Fig 1.
Comparative analysis of TPMA, M-Coffee, and ReformAlign on 16S-like and 23S-like rRNA datasets.
Each dataset consists of 14 sub-datasets, each exhibiting varying levels of sequence similarity ranging from 99% to 70%. Within each similarity sub-dataset, three replicates are included. For each replicate, nine initial alignments are acquired and subsequently merged using TPMA and M-Coffee. A, D The aSP, Q, and TC scores of TPMA, M-Coffee, and nine MSA tools across 16S-like and 23S-like rRNA datasets. For each gird, the average of three repetitions in one sub-dataset was calculated and subjected to min-max normalization using the alignment scores from all tools. B, E The changes in running time and memory usage of TPMA and M-Coffee across different levels of similarity for the 16S-like and 23S-like rRNA datasets. Each point represents the average time and memory consumption resulting from the combination of TPMA and M-Coffee across the three replicates. This computation excludes the time and memory required for obtaining the initial alignments. C, F Compare improvements in aSP, Q, and TC scores of TPMA, M-Coffee, and ReformAlign for initial alignments on 16S-like and 23S-like rRNA datasets. Each dataset consists of 14 sub-datasets, with three replicates per sub-dataset. A total of 378 (14×3×9) initial alignments were generated using 9 MSA tools. ReformAlign optimized these 378 initial alignments, calculating the differences between the scores of the optimized and unoptimized initial alignments for aSP, Q, and TC scores. Additionally, the disparities between the scores of the merged alignments (through TPMA and M-Coffee) and the unmerged initial alignments were also computed for aSP, Q, and TC scores. A total of 378 differences were obtained for TPMA and M-Coffee, obtained from 14×3 replicates, with each replicate generating 9 differences. The proportions of "improved," "constant," and "reduced" are summarized in donut charts.
Fig 2.
Comparative analysis of TPMA, M-Coffee, and ReformAlign across the four real datasets.

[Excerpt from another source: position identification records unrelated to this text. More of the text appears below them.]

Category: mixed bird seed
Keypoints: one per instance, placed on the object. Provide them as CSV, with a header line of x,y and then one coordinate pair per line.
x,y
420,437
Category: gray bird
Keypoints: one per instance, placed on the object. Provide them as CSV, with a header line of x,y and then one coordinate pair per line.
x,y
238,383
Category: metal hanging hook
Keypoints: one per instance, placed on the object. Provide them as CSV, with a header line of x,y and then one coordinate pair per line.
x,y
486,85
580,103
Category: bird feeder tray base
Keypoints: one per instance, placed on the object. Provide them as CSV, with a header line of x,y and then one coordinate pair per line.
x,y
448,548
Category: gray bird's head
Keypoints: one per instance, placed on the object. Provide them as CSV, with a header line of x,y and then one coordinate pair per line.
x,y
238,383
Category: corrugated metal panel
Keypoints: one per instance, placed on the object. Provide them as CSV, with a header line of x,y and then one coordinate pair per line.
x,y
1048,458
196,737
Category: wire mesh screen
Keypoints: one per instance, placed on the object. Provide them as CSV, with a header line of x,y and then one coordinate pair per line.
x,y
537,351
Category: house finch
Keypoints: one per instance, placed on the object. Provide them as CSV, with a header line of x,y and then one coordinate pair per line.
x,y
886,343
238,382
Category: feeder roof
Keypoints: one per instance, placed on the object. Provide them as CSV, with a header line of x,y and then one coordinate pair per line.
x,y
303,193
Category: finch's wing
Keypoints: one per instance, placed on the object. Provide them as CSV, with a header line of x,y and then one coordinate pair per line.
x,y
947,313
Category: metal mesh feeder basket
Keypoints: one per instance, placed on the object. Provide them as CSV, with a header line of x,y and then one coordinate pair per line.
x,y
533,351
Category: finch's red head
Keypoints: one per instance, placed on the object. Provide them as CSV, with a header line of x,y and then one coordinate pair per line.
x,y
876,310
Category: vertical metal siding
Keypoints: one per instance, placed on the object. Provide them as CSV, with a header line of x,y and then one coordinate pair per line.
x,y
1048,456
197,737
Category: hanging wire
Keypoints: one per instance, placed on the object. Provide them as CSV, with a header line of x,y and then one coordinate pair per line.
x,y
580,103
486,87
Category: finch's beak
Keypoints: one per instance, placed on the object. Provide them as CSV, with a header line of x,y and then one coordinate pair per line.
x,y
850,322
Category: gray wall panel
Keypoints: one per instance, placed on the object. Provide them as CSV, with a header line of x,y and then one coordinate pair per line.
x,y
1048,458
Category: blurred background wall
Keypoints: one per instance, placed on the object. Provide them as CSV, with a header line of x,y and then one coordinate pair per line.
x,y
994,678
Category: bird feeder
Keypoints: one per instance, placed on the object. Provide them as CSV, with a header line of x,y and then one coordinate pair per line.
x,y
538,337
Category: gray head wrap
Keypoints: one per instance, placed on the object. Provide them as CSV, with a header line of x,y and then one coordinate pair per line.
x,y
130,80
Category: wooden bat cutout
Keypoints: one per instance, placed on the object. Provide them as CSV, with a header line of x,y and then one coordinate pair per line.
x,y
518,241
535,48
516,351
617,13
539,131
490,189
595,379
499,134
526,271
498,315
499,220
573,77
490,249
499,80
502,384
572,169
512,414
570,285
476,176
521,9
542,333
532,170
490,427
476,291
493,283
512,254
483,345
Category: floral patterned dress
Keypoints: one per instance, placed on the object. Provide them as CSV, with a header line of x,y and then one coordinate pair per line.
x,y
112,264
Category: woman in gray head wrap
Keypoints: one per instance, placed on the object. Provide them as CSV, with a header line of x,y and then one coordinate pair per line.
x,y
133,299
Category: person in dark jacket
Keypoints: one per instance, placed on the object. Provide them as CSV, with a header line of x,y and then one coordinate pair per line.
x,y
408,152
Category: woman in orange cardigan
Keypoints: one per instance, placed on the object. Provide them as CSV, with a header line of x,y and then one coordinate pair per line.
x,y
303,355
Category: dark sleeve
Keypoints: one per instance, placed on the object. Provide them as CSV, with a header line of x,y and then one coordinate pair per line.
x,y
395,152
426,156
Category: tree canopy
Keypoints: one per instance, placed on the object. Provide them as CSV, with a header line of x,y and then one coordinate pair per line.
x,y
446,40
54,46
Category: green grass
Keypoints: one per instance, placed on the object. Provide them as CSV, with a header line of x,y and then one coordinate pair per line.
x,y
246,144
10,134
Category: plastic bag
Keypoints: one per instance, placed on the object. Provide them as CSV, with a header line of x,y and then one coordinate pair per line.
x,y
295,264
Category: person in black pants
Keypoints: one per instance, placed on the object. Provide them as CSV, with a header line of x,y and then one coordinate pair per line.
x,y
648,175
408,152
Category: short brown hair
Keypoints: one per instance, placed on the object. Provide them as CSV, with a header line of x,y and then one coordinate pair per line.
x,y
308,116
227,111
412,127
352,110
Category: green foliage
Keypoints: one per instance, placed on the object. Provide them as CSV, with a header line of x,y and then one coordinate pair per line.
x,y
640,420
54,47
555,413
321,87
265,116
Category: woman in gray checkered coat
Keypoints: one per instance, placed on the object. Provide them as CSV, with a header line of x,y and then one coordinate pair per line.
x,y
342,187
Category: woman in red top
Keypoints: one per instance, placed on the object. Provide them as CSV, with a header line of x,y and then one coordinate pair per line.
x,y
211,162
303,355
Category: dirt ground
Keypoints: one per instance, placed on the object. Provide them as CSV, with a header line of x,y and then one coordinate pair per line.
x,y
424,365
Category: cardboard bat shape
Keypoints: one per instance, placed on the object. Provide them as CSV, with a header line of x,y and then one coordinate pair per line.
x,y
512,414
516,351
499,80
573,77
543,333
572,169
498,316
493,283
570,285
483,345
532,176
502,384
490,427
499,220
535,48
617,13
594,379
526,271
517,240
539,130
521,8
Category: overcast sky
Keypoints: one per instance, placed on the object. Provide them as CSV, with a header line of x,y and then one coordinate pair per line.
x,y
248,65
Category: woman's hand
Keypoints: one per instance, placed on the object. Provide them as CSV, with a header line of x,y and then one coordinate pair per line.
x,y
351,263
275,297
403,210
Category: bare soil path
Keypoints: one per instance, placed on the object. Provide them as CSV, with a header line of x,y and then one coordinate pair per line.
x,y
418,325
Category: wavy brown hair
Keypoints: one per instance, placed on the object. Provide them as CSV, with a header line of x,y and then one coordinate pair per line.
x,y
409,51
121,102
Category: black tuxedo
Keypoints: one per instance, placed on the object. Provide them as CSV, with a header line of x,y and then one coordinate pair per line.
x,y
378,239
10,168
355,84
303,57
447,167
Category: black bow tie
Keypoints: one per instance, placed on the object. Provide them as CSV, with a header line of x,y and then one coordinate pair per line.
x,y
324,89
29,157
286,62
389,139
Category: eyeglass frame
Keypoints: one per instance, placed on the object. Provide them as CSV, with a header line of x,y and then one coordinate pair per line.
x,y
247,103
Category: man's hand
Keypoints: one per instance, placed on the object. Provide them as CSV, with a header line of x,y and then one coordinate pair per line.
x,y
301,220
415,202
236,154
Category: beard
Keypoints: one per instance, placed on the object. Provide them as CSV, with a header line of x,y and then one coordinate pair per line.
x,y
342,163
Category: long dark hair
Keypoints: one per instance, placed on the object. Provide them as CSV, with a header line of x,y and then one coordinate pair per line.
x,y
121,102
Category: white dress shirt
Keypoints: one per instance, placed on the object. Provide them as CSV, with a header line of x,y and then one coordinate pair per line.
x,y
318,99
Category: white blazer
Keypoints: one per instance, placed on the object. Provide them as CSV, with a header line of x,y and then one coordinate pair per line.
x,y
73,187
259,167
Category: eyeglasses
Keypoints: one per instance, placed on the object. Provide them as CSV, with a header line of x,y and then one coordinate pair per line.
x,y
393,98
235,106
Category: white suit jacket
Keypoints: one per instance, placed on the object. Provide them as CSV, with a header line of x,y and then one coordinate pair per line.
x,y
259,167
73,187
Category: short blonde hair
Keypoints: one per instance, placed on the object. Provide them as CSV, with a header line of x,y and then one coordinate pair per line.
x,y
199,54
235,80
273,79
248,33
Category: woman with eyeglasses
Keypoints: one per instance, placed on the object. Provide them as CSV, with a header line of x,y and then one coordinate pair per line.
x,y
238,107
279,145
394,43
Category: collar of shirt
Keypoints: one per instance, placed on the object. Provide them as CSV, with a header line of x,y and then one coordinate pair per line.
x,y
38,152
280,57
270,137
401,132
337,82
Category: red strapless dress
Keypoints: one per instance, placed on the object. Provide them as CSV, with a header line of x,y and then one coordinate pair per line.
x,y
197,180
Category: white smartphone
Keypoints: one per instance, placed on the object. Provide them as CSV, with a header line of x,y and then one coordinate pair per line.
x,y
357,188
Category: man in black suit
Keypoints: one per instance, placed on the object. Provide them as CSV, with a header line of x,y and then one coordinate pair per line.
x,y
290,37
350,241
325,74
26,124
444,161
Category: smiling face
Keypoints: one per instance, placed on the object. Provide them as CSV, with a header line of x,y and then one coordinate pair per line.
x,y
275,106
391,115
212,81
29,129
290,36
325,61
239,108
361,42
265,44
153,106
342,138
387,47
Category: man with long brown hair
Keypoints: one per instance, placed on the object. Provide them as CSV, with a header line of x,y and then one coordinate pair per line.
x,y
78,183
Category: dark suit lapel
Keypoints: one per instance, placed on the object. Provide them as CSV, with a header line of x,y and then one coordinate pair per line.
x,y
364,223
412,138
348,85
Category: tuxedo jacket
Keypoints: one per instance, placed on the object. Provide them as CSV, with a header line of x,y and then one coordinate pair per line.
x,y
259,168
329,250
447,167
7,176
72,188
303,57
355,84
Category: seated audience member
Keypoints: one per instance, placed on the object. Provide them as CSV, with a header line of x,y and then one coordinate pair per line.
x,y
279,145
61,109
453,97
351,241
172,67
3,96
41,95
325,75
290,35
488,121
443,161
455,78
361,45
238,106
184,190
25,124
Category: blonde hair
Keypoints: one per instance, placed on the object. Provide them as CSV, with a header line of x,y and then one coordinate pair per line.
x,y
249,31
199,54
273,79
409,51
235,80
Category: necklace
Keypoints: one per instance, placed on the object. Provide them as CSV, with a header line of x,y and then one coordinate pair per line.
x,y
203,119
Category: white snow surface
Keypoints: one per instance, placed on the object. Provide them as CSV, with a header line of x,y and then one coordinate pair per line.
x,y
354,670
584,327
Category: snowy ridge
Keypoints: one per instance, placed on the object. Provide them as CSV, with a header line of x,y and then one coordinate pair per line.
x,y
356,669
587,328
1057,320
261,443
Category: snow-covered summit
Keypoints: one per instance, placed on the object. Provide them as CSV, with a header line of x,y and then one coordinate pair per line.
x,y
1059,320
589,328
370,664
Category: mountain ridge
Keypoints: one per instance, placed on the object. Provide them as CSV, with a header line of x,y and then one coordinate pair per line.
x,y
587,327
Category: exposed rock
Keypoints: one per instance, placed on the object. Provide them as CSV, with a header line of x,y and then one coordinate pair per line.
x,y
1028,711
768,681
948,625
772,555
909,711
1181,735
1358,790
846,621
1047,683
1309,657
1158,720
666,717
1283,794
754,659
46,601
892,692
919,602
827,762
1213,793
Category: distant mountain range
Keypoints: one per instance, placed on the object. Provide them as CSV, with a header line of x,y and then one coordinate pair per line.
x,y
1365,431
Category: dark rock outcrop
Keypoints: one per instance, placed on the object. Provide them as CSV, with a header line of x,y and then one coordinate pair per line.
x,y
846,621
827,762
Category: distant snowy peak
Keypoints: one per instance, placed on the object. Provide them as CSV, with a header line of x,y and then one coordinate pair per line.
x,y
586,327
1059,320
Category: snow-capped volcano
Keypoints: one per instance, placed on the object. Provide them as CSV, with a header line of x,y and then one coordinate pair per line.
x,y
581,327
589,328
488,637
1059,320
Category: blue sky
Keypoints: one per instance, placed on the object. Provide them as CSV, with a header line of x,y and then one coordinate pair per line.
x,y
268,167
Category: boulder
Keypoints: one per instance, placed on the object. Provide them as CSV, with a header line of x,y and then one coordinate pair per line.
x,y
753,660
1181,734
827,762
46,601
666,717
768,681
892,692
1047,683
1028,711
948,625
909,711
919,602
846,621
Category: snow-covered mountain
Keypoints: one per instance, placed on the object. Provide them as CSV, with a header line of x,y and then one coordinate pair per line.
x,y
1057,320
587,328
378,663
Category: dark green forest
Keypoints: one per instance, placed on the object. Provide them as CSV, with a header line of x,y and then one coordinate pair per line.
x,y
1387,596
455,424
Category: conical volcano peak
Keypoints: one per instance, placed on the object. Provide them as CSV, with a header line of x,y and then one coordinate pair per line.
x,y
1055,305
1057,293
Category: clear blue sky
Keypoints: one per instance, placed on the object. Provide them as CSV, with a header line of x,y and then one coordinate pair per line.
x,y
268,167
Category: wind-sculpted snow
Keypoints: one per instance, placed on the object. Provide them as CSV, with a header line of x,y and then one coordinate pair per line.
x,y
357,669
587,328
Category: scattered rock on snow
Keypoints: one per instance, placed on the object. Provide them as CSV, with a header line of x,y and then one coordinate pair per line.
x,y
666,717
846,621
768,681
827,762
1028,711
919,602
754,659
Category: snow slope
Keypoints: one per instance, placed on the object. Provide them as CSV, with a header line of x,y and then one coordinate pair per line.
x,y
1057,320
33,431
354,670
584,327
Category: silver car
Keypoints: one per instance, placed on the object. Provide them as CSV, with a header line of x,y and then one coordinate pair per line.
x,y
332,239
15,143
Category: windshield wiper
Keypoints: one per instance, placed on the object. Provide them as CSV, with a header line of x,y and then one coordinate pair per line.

The 16S rRNA datasets include 8 subsets, each comprising 100 sequences, and nine MSA tools were utilized to generate the initial alignments for these datasets. Additionally, the mt genomes, SARS-CoV-2_20200301, and SARS-CoV-2_20200417 datasets consist of 4 subsets containing 30, 39, and 100 sequences, respectively. A, D, G, J The aSP score of TPMA, M-Coffee, and various MSA tools on the 16S rRNA, mt genomes, SARS-CoV-2_20200301, and SARS-CoV-2_20200417 datasets. It’s worth noting that some MSA tools failed to align on these datasets; only the tools depicted in the figure completed the alignment. The resulting initial alignment was then utilized for the merging process using TPMA and M-Coffee. B, E, H, K The running time and memory usage of TPMA and M-Coffee for the 16S rRNA, mt genomes, SARS-CoV-2_20200301, and SARS-CoV-2_20200417 datasets. Notably, the values exclude the time and memory needed to obtain the initial alignments. C, F, I, L The enhancements in the aSP score of initial alignments on the 16S rRNA (C), mt genomes (F), SARS-CoV-2_20200301 (I), and SARS-CoV-2_20200417 (L) datasets among TPMA, M-Coffee, and ReformAlign. Specifically, the 16S rRNA datasets comprise 72 (8×9) initial alignments, while the mt genomes datasets entail 28 (4×7) initial alignments. Furthermore, both the SARS-CoV-2_20200301 and SARS-CoV-2_20200417 datasets each encompass 20 (4×5) initial alignments. The proportions of "improved", "constant", and "reduced" are calculated based on the number of initial alignments for each dataset. It’s worth noting that for the two SARS-CoV-2 datasets, ReformAlign’s results were not displayed due to exceeding the device’s memory limit.
Fig 3.
The results of screening the accurate strategy on the 23S-like rRNA datasets.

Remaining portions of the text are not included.